Average IQ of Mensa

The $x$ corresponding to the mean value of a density $f$ is not (in general) equal to the mean $x$.

Instead, you want to compute the mean of $x$, weighted by $f$, i.e., \begin{equation} \frac{\int_{130}^\infty xf(x)dx}{\int_{130}^\infty f(x)dx}. \end{equation}

This can also be interpreted probabilistically: we are looking for the expectation $E[X \mid X\geq 130]$, which is obtained by the integral \begin{equation} E[X \mid X\geq 130] = \int_{130}^{\infty} x p(x) dx, \end{equation} where $p$ is the conditional density of the probability distribution, obtained by \begin{equation} p(x) = \frac{f(x)}{\int_{130}^\infty f(t) dt},~x\geq 130 \end{equation}

Note that this answer is focused on the mathematical content, i.e., not questioning the assumptions. For various reasons I suspect this method does not capture the average IQ of Mensa (e.g., probability of joining Mensa might vary as a function of IQ even above the threshold).

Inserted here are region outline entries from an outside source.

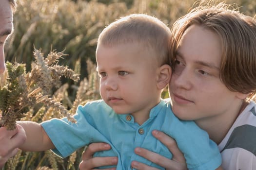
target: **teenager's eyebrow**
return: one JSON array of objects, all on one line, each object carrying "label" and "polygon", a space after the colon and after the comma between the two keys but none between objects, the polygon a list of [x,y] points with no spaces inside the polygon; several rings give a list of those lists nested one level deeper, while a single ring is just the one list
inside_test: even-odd
[{"label": "teenager's eyebrow", "polygon": [[[179,57],[181,58],[182,59],[184,60],[183,55],[182,55],[181,53],[180,53],[180,52],[179,51],[176,52],[176,55],[178,55]],[[204,61],[195,61],[195,63],[196,63],[196,64],[198,65],[201,65],[201,66],[207,67],[209,68],[212,68],[214,69],[217,69],[218,70],[219,70],[219,67],[214,65],[214,64],[212,63],[206,62]]]}]

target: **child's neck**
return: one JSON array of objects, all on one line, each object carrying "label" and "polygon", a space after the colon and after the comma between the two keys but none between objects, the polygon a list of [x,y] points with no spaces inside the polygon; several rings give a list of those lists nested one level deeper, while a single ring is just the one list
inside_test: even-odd
[{"label": "child's neck", "polygon": [[134,121],[138,124],[139,125],[142,125],[149,118],[149,112],[144,113],[134,113],[131,114],[134,118]]},{"label": "child's neck", "polygon": [[143,124],[149,118],[149,114],[152,108],[158,105],[160,102],[160,97],[156,100],[152,100],[151,103],[149,103],[144,108],[141,109],[136,112],[131,114],[134,118],[134,121],[138,124],[139,125]]}]

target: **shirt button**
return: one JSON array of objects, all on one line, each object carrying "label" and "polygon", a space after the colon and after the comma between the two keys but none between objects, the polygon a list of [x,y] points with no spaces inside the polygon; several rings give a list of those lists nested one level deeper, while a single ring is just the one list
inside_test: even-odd
[{"label": "shirt button", "polygon": [[132,119],[132,117],[130,115],[126,116],[126,120],[130,121]]},{"label": "shirt button", "polygon": [[140,128],[138,130],[138,133],[140,135],[144,134],[144,130],[142,128]]}]

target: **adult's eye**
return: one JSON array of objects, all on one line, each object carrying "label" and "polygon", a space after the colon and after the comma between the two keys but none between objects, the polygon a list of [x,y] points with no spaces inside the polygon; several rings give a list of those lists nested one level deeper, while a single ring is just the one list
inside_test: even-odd
[{"label": "adult's eye", "polygon": [[199,70],[198,71],[198,72],[200,74],[202,74],[203,76],[210,76],[210,75],[211,75],[210,74],[208,73],[208,72],[207,72],[206,71],[205,71],[204,70]]},{"label": "adult's eye", "polygon": [[128,72],[125,71],[119,71],[118,72],[118,74],[120,76],[124,76],[128,74]]}]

If the distribution is continuous uniform, then your idea is correct. But since IQ test scores typically follow what is known as a normal (or Gaussian) distribution, then you should use the left censored and shifted variable method. The expected value using this method can be obtained by $$ \text{E}[(X-d)_+]=\int_d^\infty (x-d)f(x)\ dx. $$ In your case $d=130$ and $X\sim\mathcal{N}(100,15)$. Actually, the minimum accepted IQ score to be a Mensan on the Stanford-Binet Intelligence Scales is $132$.

ADDENDUM :

If you consider this case using the conditional distribution, then for a given value of $d$ with $\Pr[X>d]>0$, in your case $\Pr[X>d]=0.02$ because a Mensa member is a person who scores at or above the 98th percentile on certain standardized IQ or other approved intelligence tests, then for $Y=X-d$ given that $X>d$, its expected value is $$ \text{E}[Y|X>d]=\frac{\int_d^\infty (x-d)f(x)\ dx}{1-\Pr[X\le d]}. $$

Your problem is similar to the problem: Mensa (The High IQ Society) that I posted on Brilliant.org.